A Republican congressional committee chairman is demanding an investigation into whether the Environmental Protection Agency (EPA) is illegally destroying text messages that should be preserved under the Federal Records Act, the Washington Times reports:

Rep. Lamar Smith, chairman of the House Science Committee, asked the Environmental Protection Agency’s inspector general to sort out the agency’s claims and determine whether anyone’s been punished, saying that deleting the messages appears to break the EPA’s own policy.

"These actions point to an apparent pattern of behavior directed at subverting transparency and accountability," the Texas Republican said in a letter to the inspector general.
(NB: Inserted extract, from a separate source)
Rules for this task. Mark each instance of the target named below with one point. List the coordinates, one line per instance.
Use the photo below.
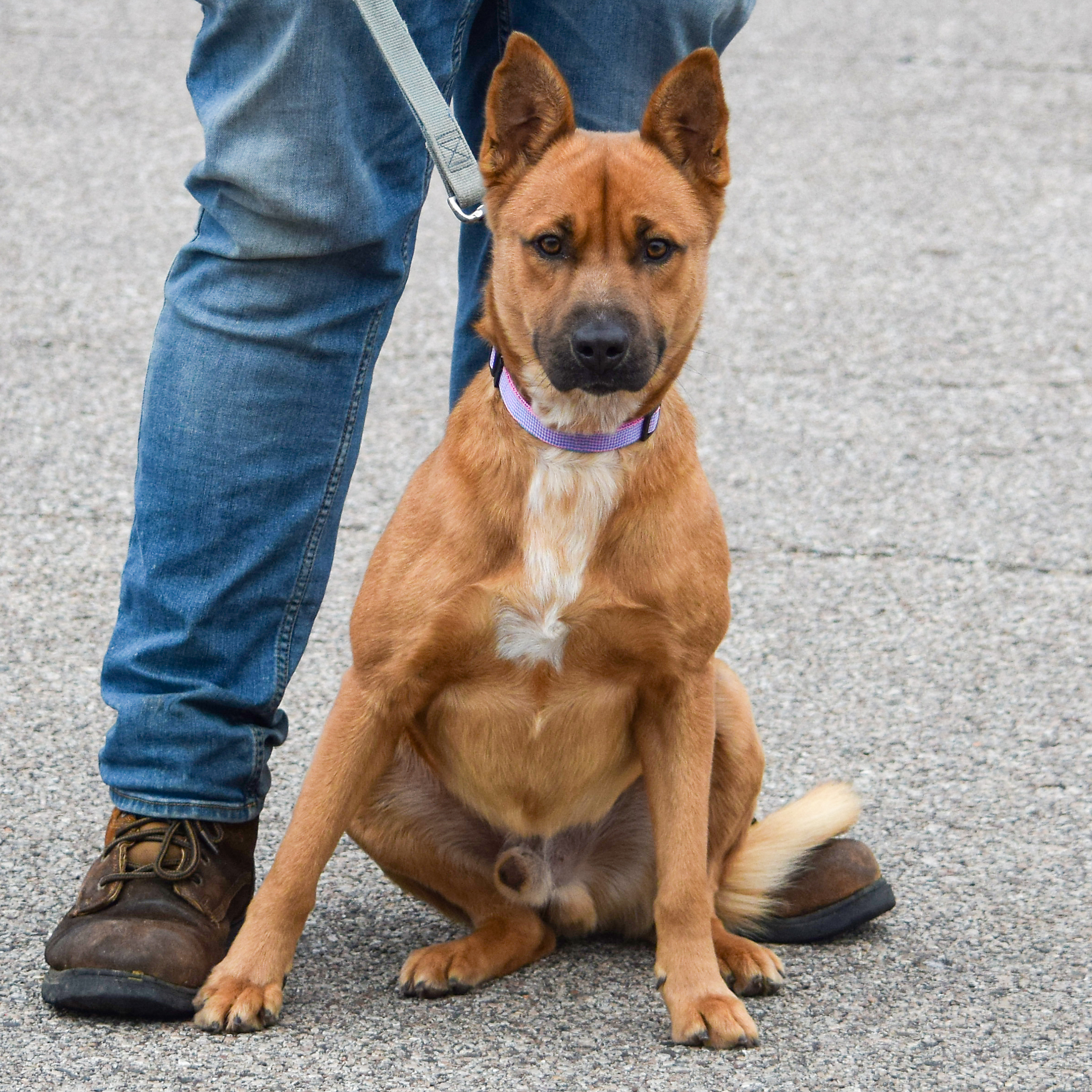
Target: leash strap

The accusations stem from a Freedom of Information Act request filed by the Competitive Enterprise Institute and researcher Chris Horner, who believe Ms. McCarthy’s text messages will shed light on her dealings with the agency’s coal regulations.
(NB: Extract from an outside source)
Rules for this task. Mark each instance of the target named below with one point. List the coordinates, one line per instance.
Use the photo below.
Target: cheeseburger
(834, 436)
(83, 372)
Mr. Horner has been seeking the messages since last year, and sued to force the agency to turn them over.

As previously reported by the Washington Free Beacon, the EPA said in court filings in October that it had notified the National Archives and Records Administration (NARA) that it may have lost text messages from former EPA administrator Gina McCarthy that it was required to preserve under federal law.

However, the EPA insists that text messages are not federal records and that the notification was only done out of "an abundance of caution."

"That EPA would represent to a court that its employees do not use instant messaging for work-related correspondence is scandalous," Horner told the Washington Times. "That the agency does so to avoid responsibility after having been caught destroying its text messages wholesale sets it apart even from the IRS, which hasn’t gone that far."

Earlier this year, the Internal Revenue Service said it lost thousands of emails from IRS official Lois Lerner due to a hard drive crash.

In both cases, the federal agencies did not notify NARA that it had failed to preserve federal records until it was under pressure from outside groups and Congress.